A realidade é infinita como a própria vida. Cada qual tem a sua própria realidade, assim como cada circunstância e cada local e horário têm realidade específica, de modo que a realidade é um labirinto infinito em sucessão e variação. A sensação de que só há uma realidade é que só nos encontramos em um determinado ponto desse labirinto e em determinado momento, de modo que aquele ponto e aquele momento criam a ilusão de que só há aquela realidade. 

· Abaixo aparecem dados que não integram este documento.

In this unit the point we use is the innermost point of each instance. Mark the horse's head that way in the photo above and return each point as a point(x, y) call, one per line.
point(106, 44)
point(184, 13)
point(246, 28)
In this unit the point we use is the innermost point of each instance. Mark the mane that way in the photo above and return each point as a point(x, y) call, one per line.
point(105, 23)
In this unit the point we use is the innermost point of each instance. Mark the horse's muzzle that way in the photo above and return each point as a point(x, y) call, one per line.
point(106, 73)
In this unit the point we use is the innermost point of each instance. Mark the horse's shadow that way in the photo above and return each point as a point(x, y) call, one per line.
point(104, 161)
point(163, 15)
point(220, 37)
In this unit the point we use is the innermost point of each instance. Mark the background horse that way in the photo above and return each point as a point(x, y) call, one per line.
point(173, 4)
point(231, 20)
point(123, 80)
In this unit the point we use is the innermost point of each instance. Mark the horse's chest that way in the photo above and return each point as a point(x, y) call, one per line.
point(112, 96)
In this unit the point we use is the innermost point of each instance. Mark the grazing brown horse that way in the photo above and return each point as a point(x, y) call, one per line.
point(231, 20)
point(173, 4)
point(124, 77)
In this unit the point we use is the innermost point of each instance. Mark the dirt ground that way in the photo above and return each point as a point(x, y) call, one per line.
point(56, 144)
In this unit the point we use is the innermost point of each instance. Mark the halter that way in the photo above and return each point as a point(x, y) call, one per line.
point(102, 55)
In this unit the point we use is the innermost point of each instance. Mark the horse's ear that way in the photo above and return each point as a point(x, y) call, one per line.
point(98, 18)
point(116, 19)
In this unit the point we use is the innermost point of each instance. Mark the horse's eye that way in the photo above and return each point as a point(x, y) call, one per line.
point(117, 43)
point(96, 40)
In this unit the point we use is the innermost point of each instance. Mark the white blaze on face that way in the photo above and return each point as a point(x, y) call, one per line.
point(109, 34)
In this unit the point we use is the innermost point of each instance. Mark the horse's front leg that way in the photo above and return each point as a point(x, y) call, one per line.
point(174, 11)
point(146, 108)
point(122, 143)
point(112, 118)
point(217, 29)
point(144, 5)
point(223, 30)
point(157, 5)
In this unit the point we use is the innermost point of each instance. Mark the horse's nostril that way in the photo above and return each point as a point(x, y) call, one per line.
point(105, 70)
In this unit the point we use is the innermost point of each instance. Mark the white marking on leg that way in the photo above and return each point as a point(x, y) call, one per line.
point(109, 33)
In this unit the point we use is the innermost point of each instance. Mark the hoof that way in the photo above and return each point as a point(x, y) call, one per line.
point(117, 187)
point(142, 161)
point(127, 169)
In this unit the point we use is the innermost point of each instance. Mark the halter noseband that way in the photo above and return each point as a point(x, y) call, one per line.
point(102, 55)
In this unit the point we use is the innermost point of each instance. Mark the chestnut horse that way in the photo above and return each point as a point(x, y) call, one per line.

De certa forma, isso se parece com a observação do filósofo espanhol José Ortega y Gasset (1883-1955), de que só é possível chegar ao entendimento ao superar as próprias circunstâncias, que estão, por sua vez, em permanente processo de mudança: “O homem é o homem e a sua circunstância”. Acho que, em suma, esta foi a conversa que tive com Fernando Canto, durante os quatro dias em que estive em Macapá, ora a bordo do carrão tipo James Bond do Fernando, ora em bares, ora ao telefone. 

Fui à Macapá para ver minha irmã Linda, mas, confesso, fiquei mais com o Fernando Canto. É que sempre tivemos muita coisa para conversar. Coisas que nunca terminam. O Fernando é meu amigo com quem viajo mais fundo, pois conversamos sobre tudo. Batemos muito papo durante esses poucos dias, aproveitando bastante o tempo. 

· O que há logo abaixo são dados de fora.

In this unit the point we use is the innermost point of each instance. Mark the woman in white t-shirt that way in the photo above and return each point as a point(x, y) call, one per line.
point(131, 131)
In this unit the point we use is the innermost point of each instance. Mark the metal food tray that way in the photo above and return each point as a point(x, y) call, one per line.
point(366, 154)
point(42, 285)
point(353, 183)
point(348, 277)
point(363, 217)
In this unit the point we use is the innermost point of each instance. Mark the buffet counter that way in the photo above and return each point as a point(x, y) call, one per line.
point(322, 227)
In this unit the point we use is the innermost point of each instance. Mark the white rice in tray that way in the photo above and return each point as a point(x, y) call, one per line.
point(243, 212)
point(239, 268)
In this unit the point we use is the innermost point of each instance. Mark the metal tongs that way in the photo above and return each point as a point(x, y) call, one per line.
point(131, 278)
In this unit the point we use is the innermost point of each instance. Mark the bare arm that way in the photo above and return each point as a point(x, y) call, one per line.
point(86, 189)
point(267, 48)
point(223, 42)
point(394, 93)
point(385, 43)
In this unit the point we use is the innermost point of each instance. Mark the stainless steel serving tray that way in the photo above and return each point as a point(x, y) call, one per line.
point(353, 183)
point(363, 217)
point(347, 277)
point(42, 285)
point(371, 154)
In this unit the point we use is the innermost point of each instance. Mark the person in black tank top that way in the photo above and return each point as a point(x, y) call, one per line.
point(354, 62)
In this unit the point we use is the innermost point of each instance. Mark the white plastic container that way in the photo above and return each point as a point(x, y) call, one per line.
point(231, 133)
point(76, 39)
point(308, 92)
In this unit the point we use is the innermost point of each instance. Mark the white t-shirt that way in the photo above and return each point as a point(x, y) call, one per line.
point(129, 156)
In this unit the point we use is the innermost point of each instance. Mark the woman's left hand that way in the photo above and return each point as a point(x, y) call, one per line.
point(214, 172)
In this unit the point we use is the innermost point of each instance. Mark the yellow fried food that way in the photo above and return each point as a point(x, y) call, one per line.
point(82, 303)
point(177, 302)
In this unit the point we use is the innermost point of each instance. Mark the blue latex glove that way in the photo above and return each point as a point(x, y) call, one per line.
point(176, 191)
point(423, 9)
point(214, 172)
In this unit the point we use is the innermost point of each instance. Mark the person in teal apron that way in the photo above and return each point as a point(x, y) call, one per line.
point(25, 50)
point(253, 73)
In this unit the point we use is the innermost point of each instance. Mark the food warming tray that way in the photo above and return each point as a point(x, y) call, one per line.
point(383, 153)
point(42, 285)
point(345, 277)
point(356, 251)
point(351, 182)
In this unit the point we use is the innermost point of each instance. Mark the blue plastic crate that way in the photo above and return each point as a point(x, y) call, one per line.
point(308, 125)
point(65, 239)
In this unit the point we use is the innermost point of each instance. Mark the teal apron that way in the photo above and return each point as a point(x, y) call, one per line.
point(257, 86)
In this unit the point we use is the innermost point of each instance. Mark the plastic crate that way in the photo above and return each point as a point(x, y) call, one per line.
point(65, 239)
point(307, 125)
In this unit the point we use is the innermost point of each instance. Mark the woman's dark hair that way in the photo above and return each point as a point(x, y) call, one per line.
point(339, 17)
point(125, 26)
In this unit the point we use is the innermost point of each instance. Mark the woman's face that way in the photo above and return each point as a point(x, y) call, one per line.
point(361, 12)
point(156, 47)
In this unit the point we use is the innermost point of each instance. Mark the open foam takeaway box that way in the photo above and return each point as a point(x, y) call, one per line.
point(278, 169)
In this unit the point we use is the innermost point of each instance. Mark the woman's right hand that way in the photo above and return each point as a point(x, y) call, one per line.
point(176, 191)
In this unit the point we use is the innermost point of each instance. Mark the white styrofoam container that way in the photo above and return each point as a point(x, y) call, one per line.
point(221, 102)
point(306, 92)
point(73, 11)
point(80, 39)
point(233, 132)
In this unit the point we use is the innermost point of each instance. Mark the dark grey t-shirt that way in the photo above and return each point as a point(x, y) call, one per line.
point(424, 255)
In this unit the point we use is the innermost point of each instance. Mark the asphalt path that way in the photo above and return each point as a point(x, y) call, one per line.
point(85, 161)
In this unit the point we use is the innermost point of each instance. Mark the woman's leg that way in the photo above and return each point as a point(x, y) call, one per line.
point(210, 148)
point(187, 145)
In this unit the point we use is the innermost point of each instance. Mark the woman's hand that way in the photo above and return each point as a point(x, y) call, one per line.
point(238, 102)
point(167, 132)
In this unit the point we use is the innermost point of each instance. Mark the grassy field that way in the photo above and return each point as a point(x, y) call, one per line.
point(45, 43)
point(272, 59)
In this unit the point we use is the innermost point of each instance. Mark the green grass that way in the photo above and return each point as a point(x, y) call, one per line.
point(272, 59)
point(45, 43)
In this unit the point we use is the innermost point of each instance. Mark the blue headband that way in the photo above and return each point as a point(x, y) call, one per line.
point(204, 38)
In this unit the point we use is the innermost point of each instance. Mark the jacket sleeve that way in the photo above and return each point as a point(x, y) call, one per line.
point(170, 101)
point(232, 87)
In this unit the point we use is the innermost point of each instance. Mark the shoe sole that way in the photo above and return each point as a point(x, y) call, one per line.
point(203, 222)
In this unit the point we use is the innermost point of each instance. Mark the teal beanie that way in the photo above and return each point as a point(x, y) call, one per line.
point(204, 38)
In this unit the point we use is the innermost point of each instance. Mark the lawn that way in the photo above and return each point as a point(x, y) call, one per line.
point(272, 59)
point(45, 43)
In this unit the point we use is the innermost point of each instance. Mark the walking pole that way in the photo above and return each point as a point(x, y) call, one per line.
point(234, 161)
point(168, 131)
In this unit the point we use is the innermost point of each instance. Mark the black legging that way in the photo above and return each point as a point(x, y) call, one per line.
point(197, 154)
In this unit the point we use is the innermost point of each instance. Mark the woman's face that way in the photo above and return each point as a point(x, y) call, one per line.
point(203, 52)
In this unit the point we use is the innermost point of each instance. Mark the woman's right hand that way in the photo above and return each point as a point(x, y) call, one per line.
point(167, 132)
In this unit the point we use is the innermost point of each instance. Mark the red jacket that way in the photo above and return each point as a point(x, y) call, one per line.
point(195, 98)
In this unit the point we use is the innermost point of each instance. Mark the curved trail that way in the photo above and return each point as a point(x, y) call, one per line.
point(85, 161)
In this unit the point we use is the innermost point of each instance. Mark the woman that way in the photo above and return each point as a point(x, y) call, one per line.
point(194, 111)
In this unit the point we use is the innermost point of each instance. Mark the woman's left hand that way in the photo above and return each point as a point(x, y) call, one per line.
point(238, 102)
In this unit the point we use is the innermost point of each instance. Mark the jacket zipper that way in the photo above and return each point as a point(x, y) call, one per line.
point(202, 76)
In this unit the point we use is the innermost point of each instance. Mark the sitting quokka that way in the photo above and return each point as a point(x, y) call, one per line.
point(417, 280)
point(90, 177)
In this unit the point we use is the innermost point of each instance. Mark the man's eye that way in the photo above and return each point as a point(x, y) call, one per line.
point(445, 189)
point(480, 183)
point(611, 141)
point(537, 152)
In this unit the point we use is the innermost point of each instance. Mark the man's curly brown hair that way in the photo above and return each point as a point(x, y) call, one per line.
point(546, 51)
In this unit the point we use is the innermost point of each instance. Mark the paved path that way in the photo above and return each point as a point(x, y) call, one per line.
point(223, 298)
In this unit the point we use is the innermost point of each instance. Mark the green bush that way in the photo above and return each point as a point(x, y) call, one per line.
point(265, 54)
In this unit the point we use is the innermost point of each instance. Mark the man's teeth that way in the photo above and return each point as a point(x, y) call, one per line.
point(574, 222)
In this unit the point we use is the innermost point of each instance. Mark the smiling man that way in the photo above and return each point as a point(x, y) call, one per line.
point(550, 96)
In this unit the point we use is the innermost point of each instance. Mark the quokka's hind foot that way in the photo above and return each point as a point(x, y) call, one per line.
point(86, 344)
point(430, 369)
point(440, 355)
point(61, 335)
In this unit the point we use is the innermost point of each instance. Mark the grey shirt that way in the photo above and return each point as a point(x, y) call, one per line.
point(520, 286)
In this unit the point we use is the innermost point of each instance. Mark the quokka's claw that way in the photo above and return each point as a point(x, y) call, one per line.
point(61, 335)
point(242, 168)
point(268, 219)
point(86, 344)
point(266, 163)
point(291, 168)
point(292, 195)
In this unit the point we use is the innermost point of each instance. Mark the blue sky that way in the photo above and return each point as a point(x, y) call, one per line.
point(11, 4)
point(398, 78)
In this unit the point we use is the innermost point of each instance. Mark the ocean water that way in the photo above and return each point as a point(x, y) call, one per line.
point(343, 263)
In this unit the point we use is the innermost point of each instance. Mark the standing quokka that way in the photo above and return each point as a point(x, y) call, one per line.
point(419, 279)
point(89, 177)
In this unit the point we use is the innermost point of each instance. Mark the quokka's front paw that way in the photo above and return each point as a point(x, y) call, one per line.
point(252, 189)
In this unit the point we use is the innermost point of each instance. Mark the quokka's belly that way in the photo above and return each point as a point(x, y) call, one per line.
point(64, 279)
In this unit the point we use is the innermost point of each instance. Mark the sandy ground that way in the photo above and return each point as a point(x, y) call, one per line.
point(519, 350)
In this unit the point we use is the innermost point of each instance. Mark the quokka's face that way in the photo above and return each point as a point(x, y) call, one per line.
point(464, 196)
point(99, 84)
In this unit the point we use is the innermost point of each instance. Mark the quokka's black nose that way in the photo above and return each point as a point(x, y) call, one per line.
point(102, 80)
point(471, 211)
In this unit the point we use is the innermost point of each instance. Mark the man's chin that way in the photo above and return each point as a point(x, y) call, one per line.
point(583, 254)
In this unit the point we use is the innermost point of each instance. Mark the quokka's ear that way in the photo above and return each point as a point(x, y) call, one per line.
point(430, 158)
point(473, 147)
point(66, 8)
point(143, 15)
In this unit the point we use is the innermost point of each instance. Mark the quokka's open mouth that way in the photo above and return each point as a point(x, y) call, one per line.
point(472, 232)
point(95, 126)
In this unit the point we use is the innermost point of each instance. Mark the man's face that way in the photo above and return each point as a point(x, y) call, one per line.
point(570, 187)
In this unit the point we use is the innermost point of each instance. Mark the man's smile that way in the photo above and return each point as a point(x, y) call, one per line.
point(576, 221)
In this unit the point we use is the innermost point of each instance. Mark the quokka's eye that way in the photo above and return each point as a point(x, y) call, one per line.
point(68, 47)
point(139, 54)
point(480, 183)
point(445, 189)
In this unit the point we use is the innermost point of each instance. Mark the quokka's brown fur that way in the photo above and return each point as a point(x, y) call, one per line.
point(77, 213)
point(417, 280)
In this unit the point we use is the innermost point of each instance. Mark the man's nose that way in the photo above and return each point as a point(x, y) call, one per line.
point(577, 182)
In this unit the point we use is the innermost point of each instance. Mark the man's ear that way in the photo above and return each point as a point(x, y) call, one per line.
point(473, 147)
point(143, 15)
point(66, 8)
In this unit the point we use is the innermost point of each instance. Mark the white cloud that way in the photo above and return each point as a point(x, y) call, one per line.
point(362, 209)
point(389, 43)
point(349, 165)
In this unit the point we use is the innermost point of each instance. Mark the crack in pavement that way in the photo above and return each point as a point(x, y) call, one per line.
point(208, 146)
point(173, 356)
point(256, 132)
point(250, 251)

O Fernando me disse, então, que estava às voltas com seu romance. Vinha tentando escrever esse romance já há algum tempo. O problema é que ele ainda não havia encontrado a técnica certa para avançar. Estava escrevendo o livro linearmente. Aconselhei-o a não se preocupar com a linearidade, ir escrevendo os capítulos sempre que surgisse um gancho e só depois que sentisse que havia escrito tudo o que precisava escrever é que ordenaria os capítulos. Ele respirou aliviado. Os originais do que ele escreveu deve estar na biblioteca dele. Assim como sua pinacoteca. Na sua casa, há o maior acervo de trabalhos de Olivar Cunha. 

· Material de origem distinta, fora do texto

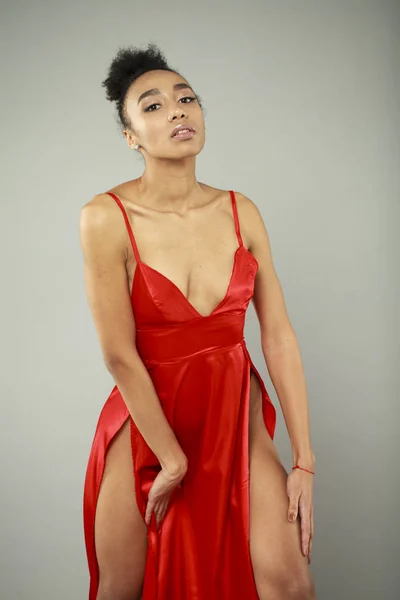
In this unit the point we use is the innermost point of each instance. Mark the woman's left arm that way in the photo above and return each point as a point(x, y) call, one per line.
point(282, 356)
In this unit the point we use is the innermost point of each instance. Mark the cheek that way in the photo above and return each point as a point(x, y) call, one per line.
point(154, 131)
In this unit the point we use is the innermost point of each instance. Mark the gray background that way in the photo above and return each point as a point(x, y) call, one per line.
point(302, 116)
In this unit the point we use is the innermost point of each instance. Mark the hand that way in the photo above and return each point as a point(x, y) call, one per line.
point(299, 488)
point(160, 493)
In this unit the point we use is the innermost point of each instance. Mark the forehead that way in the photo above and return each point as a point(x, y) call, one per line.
point(156, 79)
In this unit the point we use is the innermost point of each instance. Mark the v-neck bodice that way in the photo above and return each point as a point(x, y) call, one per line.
point(155, 298)
point(200, 368)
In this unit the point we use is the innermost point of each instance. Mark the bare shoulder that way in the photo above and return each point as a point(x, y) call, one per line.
point(101, 224)
point(252, 224)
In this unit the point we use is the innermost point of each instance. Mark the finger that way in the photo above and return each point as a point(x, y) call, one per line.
point(159, 513)
point(164, 509)
point(149, 510)
point(305, 527)
point(293, 508)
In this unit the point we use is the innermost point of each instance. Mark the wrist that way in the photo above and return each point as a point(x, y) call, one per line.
point(304, 459)
point(175, 465)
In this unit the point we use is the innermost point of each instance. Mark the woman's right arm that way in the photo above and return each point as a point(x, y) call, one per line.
point(104, 244)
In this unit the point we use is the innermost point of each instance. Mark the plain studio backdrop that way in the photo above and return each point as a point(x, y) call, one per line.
point(301, 102)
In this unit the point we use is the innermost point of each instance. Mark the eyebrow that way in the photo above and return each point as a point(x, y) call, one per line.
point(154, 91)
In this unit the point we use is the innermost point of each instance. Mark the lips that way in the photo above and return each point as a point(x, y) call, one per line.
point(181, 129)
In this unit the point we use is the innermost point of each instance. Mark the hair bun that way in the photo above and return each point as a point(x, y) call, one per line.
point(128, 64)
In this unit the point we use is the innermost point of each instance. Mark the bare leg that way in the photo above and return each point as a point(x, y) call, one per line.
point(280, 569)
point(120, 532)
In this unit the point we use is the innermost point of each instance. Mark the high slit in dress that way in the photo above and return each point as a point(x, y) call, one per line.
point(200, 367)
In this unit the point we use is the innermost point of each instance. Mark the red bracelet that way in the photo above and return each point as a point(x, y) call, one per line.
point(297, 467)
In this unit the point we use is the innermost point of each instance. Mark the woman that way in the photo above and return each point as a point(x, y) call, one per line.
point(185, 495)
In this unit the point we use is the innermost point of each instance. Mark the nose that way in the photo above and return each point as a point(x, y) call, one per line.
point(177, 113)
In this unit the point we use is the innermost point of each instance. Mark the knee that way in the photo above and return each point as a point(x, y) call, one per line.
point(287, 587)
point(118, 589)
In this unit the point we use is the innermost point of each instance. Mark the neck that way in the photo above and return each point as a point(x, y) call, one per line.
point(169, 185)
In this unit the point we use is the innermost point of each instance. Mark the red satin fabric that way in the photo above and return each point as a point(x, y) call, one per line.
point(200, 367)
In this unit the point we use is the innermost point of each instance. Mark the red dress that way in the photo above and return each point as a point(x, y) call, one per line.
point(200, 367)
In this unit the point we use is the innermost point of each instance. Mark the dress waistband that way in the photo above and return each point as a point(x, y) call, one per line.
point(174, 342)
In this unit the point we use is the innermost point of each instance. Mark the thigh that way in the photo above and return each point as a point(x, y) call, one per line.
point(120, 532)
point(275, 543)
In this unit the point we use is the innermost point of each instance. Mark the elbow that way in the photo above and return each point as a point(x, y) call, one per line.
point(115, 361)
point(281, 336)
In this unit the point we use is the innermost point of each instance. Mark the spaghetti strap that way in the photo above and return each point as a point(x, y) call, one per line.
point(128, 226)
point(235, 217)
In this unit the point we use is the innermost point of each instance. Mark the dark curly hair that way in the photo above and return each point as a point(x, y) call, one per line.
point(128, 64)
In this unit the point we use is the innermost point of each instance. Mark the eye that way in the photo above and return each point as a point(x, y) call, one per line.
point(148, 109)
point(190, 98)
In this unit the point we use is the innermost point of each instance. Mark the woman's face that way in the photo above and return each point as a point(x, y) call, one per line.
point(156, 103)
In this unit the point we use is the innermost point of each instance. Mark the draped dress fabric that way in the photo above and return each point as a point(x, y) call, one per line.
point(200, 367)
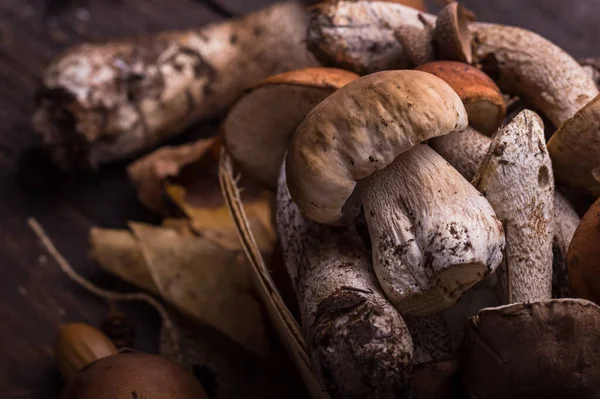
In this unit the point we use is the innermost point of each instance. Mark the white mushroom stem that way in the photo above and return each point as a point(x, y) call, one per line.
point(466, 151)
point(433, 235)
point(516, 177)
point(358, 343)
point(360, 37)
point(101, 103)
point(431, 339)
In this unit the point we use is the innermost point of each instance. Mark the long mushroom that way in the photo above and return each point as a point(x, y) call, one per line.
point(104, 102)
point(466, 150)
point(516, 177)
point(433, 235)
point(262, 120)
point(358, 344)
point(363, 37)
point(533, 345)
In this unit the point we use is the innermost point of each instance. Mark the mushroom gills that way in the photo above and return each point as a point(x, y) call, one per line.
point(433, 235)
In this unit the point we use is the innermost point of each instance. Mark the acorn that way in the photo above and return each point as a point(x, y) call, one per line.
point(78, 345)
point(96, 370)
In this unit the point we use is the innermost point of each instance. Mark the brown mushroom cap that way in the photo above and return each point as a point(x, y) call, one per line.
point(360, 129)
point(258, 127)
point(134, 375)
point(583, 258)
point(482, 98)
point(540, 350)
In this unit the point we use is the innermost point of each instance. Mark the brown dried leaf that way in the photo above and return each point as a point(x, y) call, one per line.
point(149, 173)
point(201, 279)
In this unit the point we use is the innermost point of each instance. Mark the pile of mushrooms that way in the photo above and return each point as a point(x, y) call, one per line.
point(463, 274)
point(424, 207)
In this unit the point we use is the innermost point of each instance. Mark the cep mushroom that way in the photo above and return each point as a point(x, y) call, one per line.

Eu me sinto personagem de ficção do Fernando, o Mundico dos Tempos Insanos, conto publicado inicialmente no livro O Bálsamo e Outros Contos Insanos, pela Editora da Universidade Federal do Pará, em 1995. 

My friend Mundico 

“Como vai, seu puto? Espero encontrar você como sempre, lúcido e saudável. Eu estou indo, me arrastando neste vale de adrenalina, sempre pensando na morte, nas coisas que deixei de fazer e querendo-e-não-querendo me matar. É que os acontecimentos às vezes me induzem a esse desatino. 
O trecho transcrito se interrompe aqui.